Try it this way:
#!/usr/bin/perl -w
use Benchmark;
use strict;
use integer;
my %top_hash;
for (my $i = 0; $i < 1000; $i++) {
$top_hash{$i} = $i;
}
sub e {
my $total = 0;
my %hash = %top_hash;
while (my($k, $v) = each %hash) {
$total += $v;
last if $total > 500;
}
}
sub k {
my $total = 0;
my %hash = %top_hash;
foreach my $k (keys %hash) {
my $v = $hash{$k};
$total += $v;
last if $total > 500;
}
}
timethese(500, { 'each' => \&e,
'keys' => \&k });
Why copy the hash? My guess is that there's an internal optimization going on the first time
each is called. If you copy the old hash in every time, that optimization won't take place on the hash you're passing in to both subs.
Of course, you might print out the first ten elements of each and see if they're coming out in the same order. If the first two values you get out of each are both above 250, you'll jump out right there.

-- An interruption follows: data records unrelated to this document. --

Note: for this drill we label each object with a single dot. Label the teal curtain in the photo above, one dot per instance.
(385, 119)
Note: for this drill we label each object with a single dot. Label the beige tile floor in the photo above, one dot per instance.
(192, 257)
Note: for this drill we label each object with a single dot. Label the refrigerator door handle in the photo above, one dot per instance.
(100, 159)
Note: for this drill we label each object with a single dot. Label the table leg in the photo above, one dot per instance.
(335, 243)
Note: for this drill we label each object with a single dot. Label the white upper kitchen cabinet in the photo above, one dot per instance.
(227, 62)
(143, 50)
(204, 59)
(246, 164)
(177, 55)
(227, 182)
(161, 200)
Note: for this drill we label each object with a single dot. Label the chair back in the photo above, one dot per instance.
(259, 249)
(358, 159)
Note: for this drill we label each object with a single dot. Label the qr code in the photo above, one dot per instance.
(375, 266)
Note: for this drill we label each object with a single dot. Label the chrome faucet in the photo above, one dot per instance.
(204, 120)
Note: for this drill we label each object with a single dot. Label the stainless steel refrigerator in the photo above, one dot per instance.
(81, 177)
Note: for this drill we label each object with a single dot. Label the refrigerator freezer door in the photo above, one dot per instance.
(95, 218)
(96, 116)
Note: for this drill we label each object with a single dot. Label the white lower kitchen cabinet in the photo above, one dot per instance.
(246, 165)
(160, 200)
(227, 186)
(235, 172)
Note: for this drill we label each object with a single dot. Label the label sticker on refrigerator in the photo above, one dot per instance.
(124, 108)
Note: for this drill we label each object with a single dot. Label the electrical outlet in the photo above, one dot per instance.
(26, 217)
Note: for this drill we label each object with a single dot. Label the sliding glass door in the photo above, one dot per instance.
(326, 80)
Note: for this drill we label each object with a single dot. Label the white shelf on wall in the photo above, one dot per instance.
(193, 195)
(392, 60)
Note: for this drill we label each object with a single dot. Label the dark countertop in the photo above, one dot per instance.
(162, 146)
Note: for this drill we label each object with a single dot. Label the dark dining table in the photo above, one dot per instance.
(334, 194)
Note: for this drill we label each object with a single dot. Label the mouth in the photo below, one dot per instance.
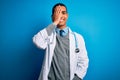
(61, 20)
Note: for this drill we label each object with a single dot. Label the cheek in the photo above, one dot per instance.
(66, 16)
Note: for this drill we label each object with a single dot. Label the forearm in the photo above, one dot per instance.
(50, 28)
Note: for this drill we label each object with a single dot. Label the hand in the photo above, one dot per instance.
(57, 15)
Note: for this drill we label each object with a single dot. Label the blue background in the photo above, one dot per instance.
(97, 20)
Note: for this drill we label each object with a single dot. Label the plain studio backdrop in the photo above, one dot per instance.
(97, 20)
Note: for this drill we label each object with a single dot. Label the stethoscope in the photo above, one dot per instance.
(77, 50)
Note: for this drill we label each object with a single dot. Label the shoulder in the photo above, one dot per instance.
(78, 35)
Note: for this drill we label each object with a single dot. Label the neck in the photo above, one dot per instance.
(61, 27)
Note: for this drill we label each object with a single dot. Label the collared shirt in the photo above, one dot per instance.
(61, 56)
(65, 31)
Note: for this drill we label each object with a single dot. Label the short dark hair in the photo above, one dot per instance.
(61, 4)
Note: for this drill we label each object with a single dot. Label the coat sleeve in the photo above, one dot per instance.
(82, 58)
(41, 39)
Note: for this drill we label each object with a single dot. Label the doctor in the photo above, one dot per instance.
(66, 56)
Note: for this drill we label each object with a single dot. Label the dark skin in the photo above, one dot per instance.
(60, 17)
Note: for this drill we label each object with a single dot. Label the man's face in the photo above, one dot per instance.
(64, 15)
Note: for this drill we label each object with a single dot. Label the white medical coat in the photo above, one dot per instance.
(78, 61)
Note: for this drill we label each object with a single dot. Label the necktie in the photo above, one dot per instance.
(62, 33)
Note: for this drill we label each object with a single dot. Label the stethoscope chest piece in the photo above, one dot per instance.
(77, 50)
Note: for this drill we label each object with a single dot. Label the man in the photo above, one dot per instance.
(66, 56)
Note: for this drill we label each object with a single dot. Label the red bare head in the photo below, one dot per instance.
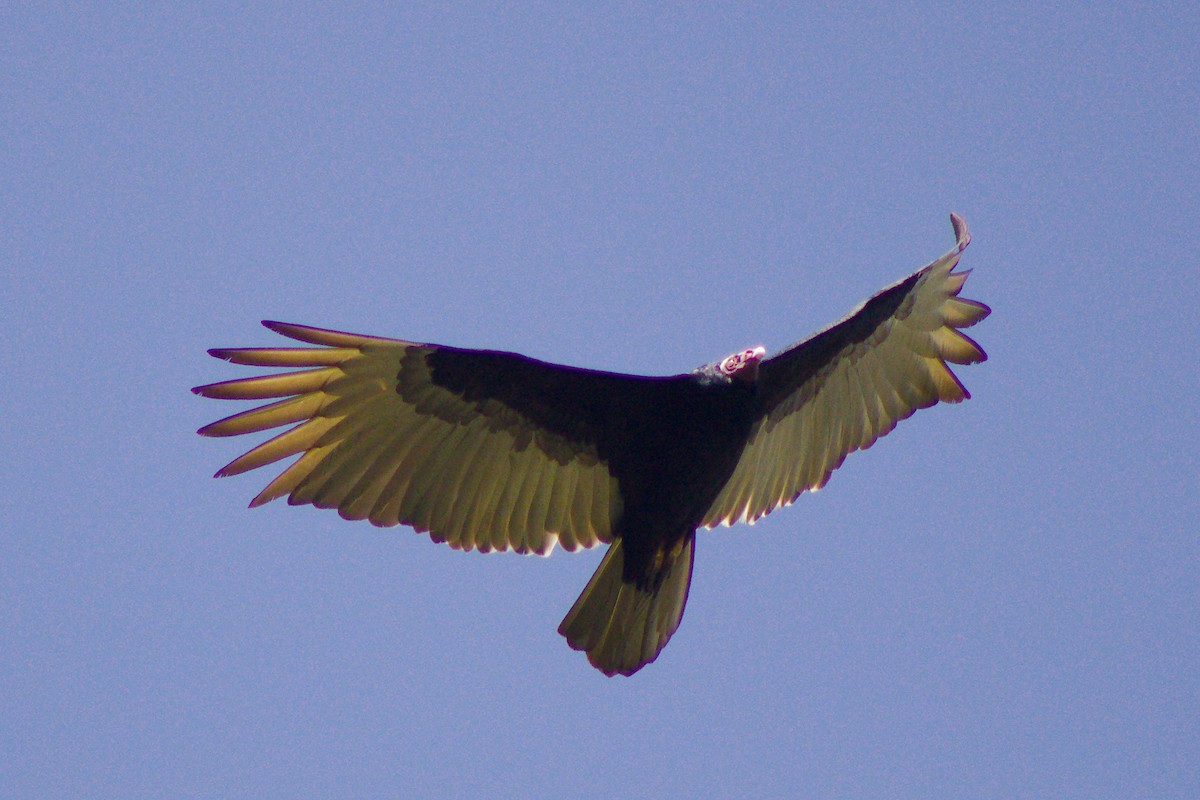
(743, 365)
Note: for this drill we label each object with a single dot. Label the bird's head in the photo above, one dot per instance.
(743, 365)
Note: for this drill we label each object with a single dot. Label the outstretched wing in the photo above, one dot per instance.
(844, 388)
(484, 450)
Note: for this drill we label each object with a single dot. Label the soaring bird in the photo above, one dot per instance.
(497, 451)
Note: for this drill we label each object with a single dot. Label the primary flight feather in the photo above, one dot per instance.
(496, 451)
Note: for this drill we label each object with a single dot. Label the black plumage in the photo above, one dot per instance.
(491, 450)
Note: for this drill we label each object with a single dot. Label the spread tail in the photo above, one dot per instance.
(621, 626)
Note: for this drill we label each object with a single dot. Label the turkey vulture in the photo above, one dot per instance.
(497, 451)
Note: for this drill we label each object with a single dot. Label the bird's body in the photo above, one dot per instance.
(491, 450)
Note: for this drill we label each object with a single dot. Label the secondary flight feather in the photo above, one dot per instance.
(497, 451)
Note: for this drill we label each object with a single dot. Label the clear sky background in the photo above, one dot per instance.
(999, 600)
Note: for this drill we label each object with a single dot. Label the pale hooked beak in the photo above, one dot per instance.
(744, 366)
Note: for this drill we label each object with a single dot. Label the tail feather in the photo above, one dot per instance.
(621, 626)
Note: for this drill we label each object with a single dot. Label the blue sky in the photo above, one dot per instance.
(999, 600)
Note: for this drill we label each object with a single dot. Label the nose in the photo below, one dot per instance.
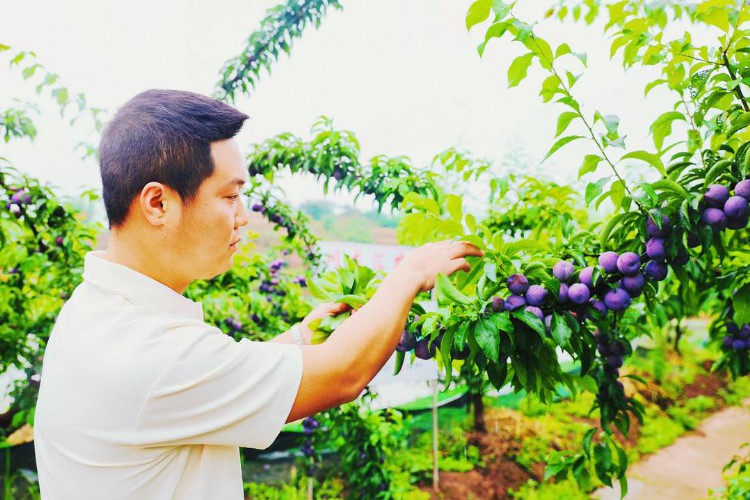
(242, 218)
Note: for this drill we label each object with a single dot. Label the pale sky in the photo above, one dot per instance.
(404, 75)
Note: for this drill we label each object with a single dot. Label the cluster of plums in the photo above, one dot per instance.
(737, 339)
(722, 211)
(17, 200)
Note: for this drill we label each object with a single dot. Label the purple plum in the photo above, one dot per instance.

If it takes a dozen from keys to get over 500, you have to go through the loop six more times. (I don't think that's likely, but it's good to check these kinds of assumptions before benchmarking).
My results for the revised code (500 iterations because copying a 1000-element hash is pretty time consuming):
Benchmark: timing 500 iterations of each, keys...
each: 4 wallclock secs ( 3.77 usr + 0.01 sys = 3.78 CPU)
keys: 5 wallclock secs ( 4.85 usr + 0.00 sys = 4.85 CPU)